Execution management

AI tasks have to be executed along with the other tasks of the game engine. For movement and decision making, the AI should regularly be polled. Furthermore, some tasks are created depending on the game state, such as a pathfinding operation for a character.

For each AI task, a frequency (how often should it be called?) and a phase can be defined. The phase defines the offset of the periodic call to a later frame. Using a good phasing, several tasks can be spread out over several frames instead of always slowing down every N’th frame.

Several methods for building a good scheduler exist. One method is “Wright’s method”, where we simulate ahead the next frames and count the number of tasks that will be run in each frame. Then, the frame with the lowest number of tasks is found. If all tasks before have been added in this fashion, it is propable that this frame is a good candidate to add the task.

Interruptible tasks and anytime algorithms

Since AI tasks often do not need to give an answer or result in something visible each frame (as compared to many graphical tasks), we can use algorithms that can be interrupted. For example, A* can typically be interrupted and continue at a later point.

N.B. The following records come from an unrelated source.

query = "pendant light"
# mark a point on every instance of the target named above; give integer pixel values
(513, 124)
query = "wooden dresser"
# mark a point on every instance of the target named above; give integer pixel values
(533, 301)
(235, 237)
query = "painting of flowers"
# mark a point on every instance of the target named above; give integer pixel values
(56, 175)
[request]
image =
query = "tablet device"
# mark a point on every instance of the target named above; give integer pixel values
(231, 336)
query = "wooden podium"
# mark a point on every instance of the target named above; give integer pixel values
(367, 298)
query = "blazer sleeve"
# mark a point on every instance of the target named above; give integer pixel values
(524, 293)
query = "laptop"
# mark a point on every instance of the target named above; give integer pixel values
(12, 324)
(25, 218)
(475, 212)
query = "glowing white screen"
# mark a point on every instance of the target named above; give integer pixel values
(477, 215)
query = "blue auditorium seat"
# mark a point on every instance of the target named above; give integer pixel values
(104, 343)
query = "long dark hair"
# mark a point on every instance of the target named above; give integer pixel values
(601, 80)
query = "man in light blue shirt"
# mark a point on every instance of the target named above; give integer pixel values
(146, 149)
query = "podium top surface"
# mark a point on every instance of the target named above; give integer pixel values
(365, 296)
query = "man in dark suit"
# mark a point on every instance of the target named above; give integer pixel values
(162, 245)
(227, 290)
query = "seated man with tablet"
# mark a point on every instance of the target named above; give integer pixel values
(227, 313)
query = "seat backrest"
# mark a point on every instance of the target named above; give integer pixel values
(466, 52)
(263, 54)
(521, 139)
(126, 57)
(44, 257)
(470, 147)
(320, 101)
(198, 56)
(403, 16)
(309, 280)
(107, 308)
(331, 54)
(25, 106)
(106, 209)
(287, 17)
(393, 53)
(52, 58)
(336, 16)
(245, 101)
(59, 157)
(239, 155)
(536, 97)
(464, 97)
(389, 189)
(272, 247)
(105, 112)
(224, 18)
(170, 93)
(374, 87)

In this way, the pathfinding can be spread out over several frames.

A special class of algorithms in this regard are Anytime algorithms, which are built with the intent of being interruptible, and at the same time being able to quickly give an approximation of the optimal answer. The more time they are given, the better the solution will be. An anytime A* variant might be able to produce a valid path very quickly, and then improve the path when it is called again. Compare this to a regular A* implementation, which will not provide a valid path until the computation is complete, and then will not be able to improve it with more time.